Nessun operatore è libero da problemi, dubbi, cose non risolte, educazione e ammaestramenti, ma ogni operatore deve, sottolineo DEVE essere in grado di accogliere se' stesso prima di tutti gli altri, comprendersi, accettarsi. Se non si accoglie il proprio se', è pressoché impossibile prendersi cura dell'altra persona, ovvero accogliere l'altro. Ogni operatore ha la sua personalità, il suo modo meccanico di procedere e operare. Facciamo degli esempi rifacendoci all'Enneagramma.

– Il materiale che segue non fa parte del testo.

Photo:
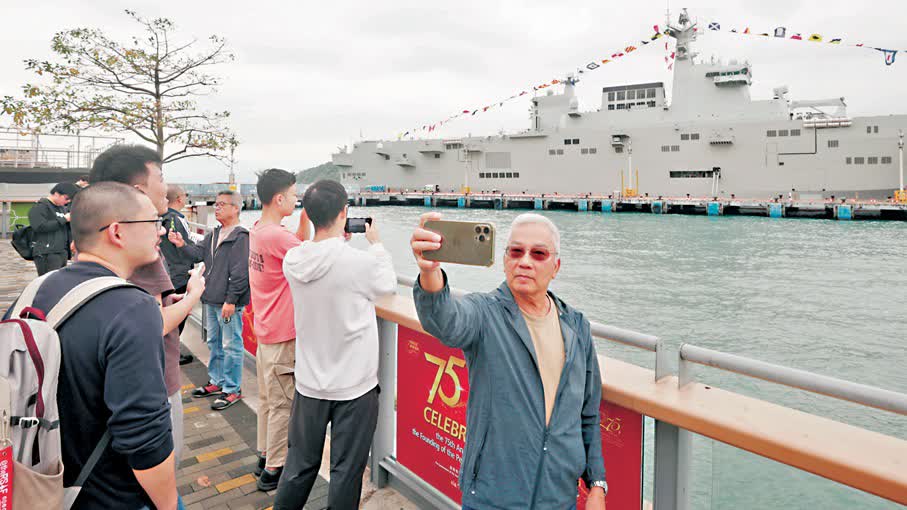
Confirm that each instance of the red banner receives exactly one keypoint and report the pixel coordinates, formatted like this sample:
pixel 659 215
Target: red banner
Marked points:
pixel 250 342
pixel 432 390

- Enneatipo 1 - Teme l'umiliazione e cerca giustizia e ordine, compensando con perfezione e rigidità, nella speranza di essere d'esempio al cliente. Per lo più inflessibile e poco compiacente, tende a voler aggiustare ciò che ritiene da aggiustare, senza tante riverenze. Essendo un istintivo, può perdere lucidità empatica e potrebbe avere un atteggiamento genitoriale;
- Enneatipo 2 - Teme l'essere abbandonato e vuole accoglimento, compensando con offerta e seduzione, nella speranza di essere ricompensato e indispensabile. È spinto ad una vicinanza e ad un accudimento in stile "mamma", coprendo il cliente di attenzioni saturanti e potrebbe puntare a divenire indispensabile per il medesimo. La sua capacità ad essere "genitore", può portare ad una dipendenza bilaterale non proprio terapeutica;
- Enneatipo 3 - Non può e non vuole fallire e vuole successo, compensando con efficienza, velocità e ottimizzazione che garantisca un risultato materiale. Può prediligere un rapporto più interessato che empatico. Potrebbe tentare di sconfiggere la malattia più che accompagnare il cliente a comprendere le ragioni del suo disagio;
- Enneatipo 4 - Teme di scomparire nella consuetudine ed ha bisogno di una forte identità e valore, compensa con immedesimazione ed empatia, nella speranza di essere di supporto e salvare la persona. Potrebbe rimanere invischiato nella sofferenza del suo cliente e soffrirne a sua volta, se non applica una adeguata schermatura. Potrebbe prediligere le tecniche spirituali e animistiche anche quando sarebbe necessario un supporto più fisico;
- Enneatipo 5 - Teme il vuoto ed ha bisogno di pienezza, compensa con logica, razionalità, conoscenza e preparazione, nella speranza di bastare a se' stesso più che al cliente. Potrebbe mostrare forte distacco empatico con una modalità comunicativa troppo razionale;
- Enneatipo 6 - Non vuole la trasgressione ed il disordine ed ha bisogno di sicurezza, compensa con la rigida applicazione delle regole, nella speranza di non sbagliare e di essere inattaccabile. Ama regole e tradizioni, potendo rivolgersi a pratiche di supporto tradizionali e collaudate (MTC, Ayurveda), ma con difficoltà intesse una relazione empatica, che non riesce a gestire serenamente;
- Enneatipo 7 - Teme il dolore ed ha bisogno di gioia, compensa con leggerezza e simpatia, nella speranza di non essere eccessivamente coinvolto. Dinamico e fintamente positivo, non ama essere bloccato da un rapporto troppo stringente e/o da percorsi di supporto lunghi e impegnativi; potrebbe quindi abbandonare il cliente quando questi lo costringa a rimanere con lui;
- Enneatipo 8 - Non vuole apparire debole e vuole che la sua visione domini, compensa così con la forza, il controllo e l'imposizione, nella speranza che la persona si lasci guidare. Potrebbe esercitare una certa pressione sul cliente per indurlo a seguire le sue indicazioni, rimanendo indispettito dalla debolezza del cliente. Può assumere un atteggiamento paternalistico;
- Enneatipo 9 - Non vuole affrontare conflitti e vuole portare armonia e pace, ottenendo di essere accettato e visto, compensa con la compiacenza e l'immolazione, nella speranza di essere amato. Tende a rinunciare al trattamento quando il cliente non mostra risultati; il suo compiacere l'altro, lo porta a trattare il cliente seguendone le indicazioni anche quando queste non sarebbero quelle più utili, divenendo un condiscendente esecutore.